Étude : Une réponse inflammatoire hyperactive pourrait être à l’origine de nombreux cas prolongés de COVID

Une réponse inflammatoire hyperactive pourrait être à l’origine de nombreux cas prolongés de COVID, selon une nouvelle étude de l’Institut Allen et du Fred Hutchinson Cancer Center.

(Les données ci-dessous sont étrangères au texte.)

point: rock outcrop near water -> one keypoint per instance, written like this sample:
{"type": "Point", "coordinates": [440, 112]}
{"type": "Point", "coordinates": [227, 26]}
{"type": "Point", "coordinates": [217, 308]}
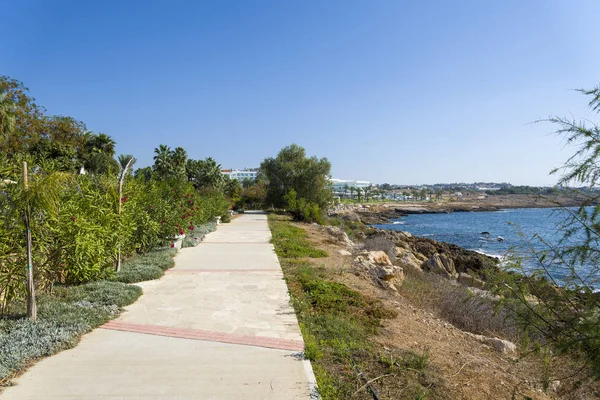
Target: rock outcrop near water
{"type": "Point", "coordinates": [416, 255]}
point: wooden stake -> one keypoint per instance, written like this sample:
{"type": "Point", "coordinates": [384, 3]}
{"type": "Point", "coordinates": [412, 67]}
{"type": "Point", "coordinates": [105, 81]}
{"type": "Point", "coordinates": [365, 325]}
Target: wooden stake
{"type": "Point", "coordinates": [31, 305]}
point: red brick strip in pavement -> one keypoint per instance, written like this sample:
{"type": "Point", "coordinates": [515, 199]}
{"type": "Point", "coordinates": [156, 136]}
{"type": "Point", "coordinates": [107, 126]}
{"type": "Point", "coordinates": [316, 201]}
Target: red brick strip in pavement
{"type": "Point", "coordinates": [193, 271]}
{"type": "Point", "coordinates": [211, 336]}
{"type": "Point", "coordinates": [203, 242]}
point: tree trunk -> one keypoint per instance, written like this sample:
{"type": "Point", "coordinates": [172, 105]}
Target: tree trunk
{"type": "Point", "coordinates": [31, 305]}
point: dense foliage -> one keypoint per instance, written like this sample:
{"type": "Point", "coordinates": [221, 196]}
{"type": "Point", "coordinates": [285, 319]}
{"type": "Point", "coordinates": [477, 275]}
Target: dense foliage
{"type": "Point", "coordinates": [566, 314]}
{"type": "Point", "coordinates": [88, 209]}
{"type": "Point", "coordinates": [297, 182]}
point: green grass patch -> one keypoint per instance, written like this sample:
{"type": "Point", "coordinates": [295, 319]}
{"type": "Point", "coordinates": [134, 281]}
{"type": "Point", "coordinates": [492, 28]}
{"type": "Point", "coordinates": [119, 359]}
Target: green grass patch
{"type": "Point", "coordinates": [63, 317]}
{"type": "Point", "coordinates": [146, 267]}
{"type": "Point", "coordinates": [291, 241]}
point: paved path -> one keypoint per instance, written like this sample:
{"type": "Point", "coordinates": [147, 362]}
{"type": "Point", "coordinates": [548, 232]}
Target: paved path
{"type": "Point", "coordinates": [217, 326]}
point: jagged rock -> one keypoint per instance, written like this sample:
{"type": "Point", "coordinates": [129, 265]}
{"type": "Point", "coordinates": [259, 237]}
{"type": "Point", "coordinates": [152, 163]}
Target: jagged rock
{"type": "Point", "coordinates": [500, 345]}
{"type": "Point", "coordinates": [379, 257]}
{"type": "Point", "coordinates": [339, 235]}
{"type": "Point", "coordinates": [470, 281]}
{"type": "Point", "coordinates": [378, 266]}
{"type": "Point", "coordinates": [440, 264]}
{"type": "Point", "coordinates": [426, 248]}
{"type": "Point", "coordinates": [351, 216]}
{"type": "Point", "coordinates": [503, 346]}
{"type": "Point", "coordinates": [408, 261]}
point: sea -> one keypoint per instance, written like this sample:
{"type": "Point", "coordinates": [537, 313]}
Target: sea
{"type": "Point", "coordinates": [498, 234]}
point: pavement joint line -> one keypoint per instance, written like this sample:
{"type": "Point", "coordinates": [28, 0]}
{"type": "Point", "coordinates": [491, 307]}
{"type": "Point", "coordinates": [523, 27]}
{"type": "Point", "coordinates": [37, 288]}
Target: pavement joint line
{"type": "Point", "coordinates": [215, 270]}
{"type": "Point", "coordinates": [211, 336]}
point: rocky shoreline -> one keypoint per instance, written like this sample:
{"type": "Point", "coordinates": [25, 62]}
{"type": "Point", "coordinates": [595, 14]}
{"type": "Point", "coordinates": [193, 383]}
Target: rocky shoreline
{"type": "Point", "coordinates": [371, 214]}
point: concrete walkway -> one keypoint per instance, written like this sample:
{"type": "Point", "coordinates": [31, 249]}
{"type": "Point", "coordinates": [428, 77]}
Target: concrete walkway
{"type": "Point", "coordinates": [217, 326]}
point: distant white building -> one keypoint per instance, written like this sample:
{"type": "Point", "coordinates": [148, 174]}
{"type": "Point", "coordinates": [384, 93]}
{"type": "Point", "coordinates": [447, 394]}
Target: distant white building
{"type": "Point", "coordinates": [339, 186]}
{"type": "Point", "coordinates": [241, 174]}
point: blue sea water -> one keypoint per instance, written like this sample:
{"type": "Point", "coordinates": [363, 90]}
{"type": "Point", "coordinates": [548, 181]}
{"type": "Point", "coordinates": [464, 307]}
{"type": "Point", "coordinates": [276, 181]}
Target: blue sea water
{"type": "Point", "coordinates": [515, 226]}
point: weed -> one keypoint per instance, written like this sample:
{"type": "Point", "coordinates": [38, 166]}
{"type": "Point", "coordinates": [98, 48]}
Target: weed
{"type": "Point", "coordinates": [291, 241]}
{"type": "Point", "coordinates": [146, 267]}
{"type": "Point", "coordinates": [63, 317]}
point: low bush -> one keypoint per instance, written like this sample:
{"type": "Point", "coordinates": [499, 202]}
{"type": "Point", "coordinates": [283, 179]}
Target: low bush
{"type": "Point", "coordinates": [195, 237]}
{"type": "Point", "coordinates": [146, 267]}
{"type": "Point", "coordinates": [291, 241]}
{"type": "Point", "coordinates": [303, 210]}
{"type": "Point", "coordinates": [63, 317]}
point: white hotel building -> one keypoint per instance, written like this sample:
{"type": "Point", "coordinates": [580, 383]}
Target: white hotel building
{"type": "Point", "coordinates": [241, 174]}
{"type": "Point", "coordinates": [340, 186]}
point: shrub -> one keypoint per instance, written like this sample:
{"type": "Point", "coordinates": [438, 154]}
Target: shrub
{"type": "Point", "coordinates": [145, 267]}
{"type": "Point", "coordinates": [291, 242]}
{"type": "Point", "coordinates": [303, 210]}
{"type": "Point", "coordinates": [63, 317]}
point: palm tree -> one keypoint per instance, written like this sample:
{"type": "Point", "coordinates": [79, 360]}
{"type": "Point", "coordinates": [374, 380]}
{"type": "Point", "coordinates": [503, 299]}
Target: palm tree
{"type": "Point", "coordinates": [178, 161]}
{"type": "Point", "coordinates": [126, 162]}
{"type": "Point", "coordinates": [163, 160]}
{"type": "Point", "coordinates": [7, 115]}
{"type": "Point", "coordinates": [101, 143]}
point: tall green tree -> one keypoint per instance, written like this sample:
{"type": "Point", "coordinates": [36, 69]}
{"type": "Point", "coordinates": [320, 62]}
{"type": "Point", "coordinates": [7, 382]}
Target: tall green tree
{"type": "Point", "coordinates": [163, 161]}
{"type": "Point", "coordinates": [566, 312]}
{"type": "Point", "coordinates": [206, 174]}
{"type": "Point", "coordinates": [292, 169]}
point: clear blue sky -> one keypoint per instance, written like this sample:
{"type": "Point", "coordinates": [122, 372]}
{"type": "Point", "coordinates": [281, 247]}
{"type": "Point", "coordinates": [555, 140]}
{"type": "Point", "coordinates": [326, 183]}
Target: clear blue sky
{"type": "Point", "coordinates": [389, 91]}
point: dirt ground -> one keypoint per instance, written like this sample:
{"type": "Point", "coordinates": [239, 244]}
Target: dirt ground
{"type": "Point", "coordinates": [470, 369]}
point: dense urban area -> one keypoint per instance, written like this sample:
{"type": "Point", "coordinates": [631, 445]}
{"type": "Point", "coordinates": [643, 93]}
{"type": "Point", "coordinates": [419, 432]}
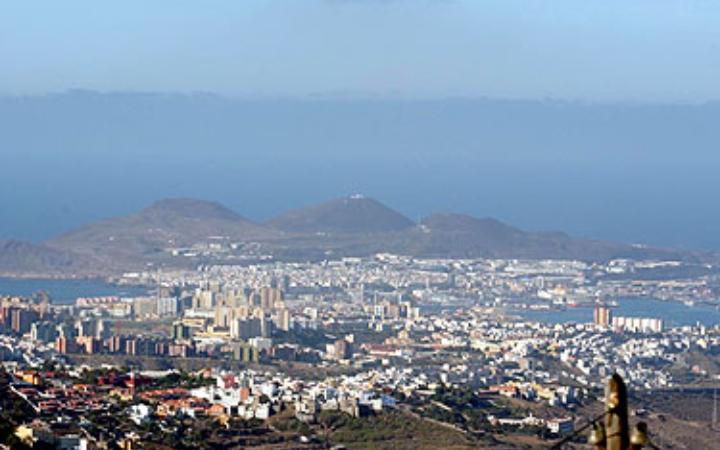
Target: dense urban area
{"type": "Point", "coordinates": [379, 352]}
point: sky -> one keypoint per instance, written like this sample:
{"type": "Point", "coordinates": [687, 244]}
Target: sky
{"type": "Point", "coordinates": [275, 104]}
{"type": "Point", "coordinates": [610, 50]}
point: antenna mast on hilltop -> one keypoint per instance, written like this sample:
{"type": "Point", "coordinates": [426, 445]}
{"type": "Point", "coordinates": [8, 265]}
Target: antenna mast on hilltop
{"type": "Point", "coordinates": [714, 425]}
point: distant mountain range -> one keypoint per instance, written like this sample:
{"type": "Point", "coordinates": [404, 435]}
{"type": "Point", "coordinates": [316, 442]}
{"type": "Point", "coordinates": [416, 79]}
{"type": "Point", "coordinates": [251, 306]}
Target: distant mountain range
{"type": "Point", "coordinates": [179, 232]}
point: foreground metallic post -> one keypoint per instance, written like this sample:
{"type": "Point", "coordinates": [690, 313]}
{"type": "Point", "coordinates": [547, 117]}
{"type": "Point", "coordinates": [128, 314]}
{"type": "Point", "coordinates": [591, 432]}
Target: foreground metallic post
{"type": "Point", "coordinates": [616, 419]}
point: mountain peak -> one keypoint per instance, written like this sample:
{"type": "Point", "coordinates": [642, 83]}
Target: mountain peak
{"type": "Point", "coordinates": [353, 214]}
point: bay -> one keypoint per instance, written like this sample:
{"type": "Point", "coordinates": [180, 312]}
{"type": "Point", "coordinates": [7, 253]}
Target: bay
{"type": "Point", "coordinates": [66, 291]}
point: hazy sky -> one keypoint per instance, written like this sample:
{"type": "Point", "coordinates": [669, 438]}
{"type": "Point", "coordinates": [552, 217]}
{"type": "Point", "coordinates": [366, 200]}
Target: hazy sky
{"type": "Point", "coordinates": [639, 50]}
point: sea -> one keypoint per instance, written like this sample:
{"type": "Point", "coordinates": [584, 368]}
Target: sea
{"type": "Point", "coordinates": [65, 292]}
{"type": "Point", "coordinates": [673, 313]}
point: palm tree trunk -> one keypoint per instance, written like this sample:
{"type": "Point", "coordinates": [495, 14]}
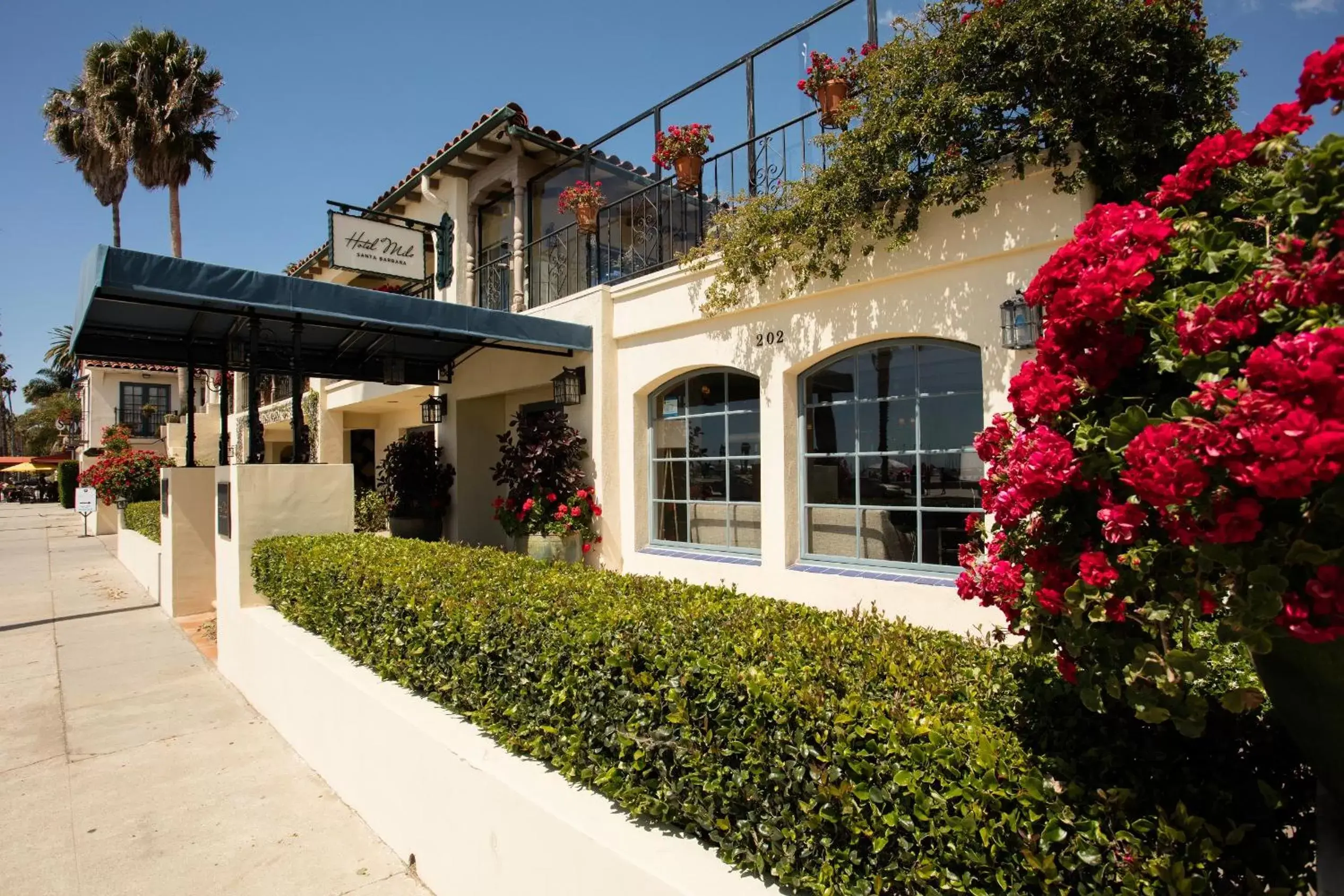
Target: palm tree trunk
{"type": "Point", "coordinates": [175, 221]}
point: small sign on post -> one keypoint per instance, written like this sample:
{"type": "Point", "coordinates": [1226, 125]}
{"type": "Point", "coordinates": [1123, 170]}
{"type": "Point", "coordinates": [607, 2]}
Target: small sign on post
{"type": "Point", "coordinates": [86, 503]}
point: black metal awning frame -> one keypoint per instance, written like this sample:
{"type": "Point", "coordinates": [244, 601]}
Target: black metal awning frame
{"type": "Point", "coordinates": [150, 309]}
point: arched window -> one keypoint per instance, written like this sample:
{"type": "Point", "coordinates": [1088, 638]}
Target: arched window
{"type": "Point", "coordinates": [889, 473]}
{"type": "Point", "coordinates": [705, 461]}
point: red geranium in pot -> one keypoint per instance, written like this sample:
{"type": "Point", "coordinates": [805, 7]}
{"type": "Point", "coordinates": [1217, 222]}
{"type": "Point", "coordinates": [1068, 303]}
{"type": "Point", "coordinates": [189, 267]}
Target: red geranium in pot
{"type": "Point", "coordinates": [831, 82]}
{"type": "Point", "coordinates": [584, 199]}
{"type": "Point", "coordinates": [683, 147]}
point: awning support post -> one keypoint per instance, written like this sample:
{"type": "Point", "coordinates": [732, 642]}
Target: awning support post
{"type": "Point", "coordinates": [296, 397]}
{"type": "Point", "coordinates": [223, 409]}
{"type": "Point", "coordinates": [191, 407]}
{"type": "Point", "coordinates": [256, 441]}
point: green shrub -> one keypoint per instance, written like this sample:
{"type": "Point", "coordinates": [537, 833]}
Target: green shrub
{"type": "Point", "coordinates": [143, 516]}
{"type": "Point", "coordinates": [67, 480]}
{"type": "Point", "coordinates": [839, 753]}
{"type": "Point", "coordinates": [370, 512]}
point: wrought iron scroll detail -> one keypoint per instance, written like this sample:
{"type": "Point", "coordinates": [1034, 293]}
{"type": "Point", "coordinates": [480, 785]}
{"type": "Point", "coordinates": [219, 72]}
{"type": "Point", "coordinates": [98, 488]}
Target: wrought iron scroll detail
{"type": "Point", "coordinates": [444, 258]}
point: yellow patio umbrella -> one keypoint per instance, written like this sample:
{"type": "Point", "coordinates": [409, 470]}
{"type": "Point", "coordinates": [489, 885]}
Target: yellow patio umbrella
{"type": "Point", "coordinates": [29, 466]}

En examinant les protéines circulant dans le sang, les scientifiques ont découvert un ensemble de molécules associées à l’inflammation qui n’étaient présentes que dans un sous-ensemble de patients COVID à long terme et n’ont pas été observées chez ceux qui se sont remis de leur maladie. Les chercheurs ont publié aujourd’hui un article décrivant leurs découvertes dans la revue Nature Communications.

Sur 55 patients atteints de COVID à long terme, environ les deux tiers présentaient des niveaux constamment élevés de certains signes d’inflammation. Les scientifiques ont également testé des échantillons de sang de 25 personnes atteintes de COVID mais récupérées, et de 25 volontaires qui, à leur connaissance, n’avaient jamais eu de COVID. Ceux sans COVID à long terme n’ont pas montré les mêmes signes d’inflammation dans leur sang.

Les patients volontaires de la nouvelle analyse font partie d’une étude en cours plus vaste basée sur Fred Hutch, l’étude de cohorte COVID de Seattle, dirigée par Julie McElrath, MD, Ph.D., vice-présidente principale et chef de la division des vaccins et des maladies infectieuses et Julie Czartoski, ARNP, chercheuse clinique chez Hutch.

Les scientifiques ont vu des liens antérieurs entre l’inflammation et le COVID à long terme, mais la nouvelle étude est la première à suivre la persistance de ces marqueurs inflammatoires au fil du temps chez les mêmes patients.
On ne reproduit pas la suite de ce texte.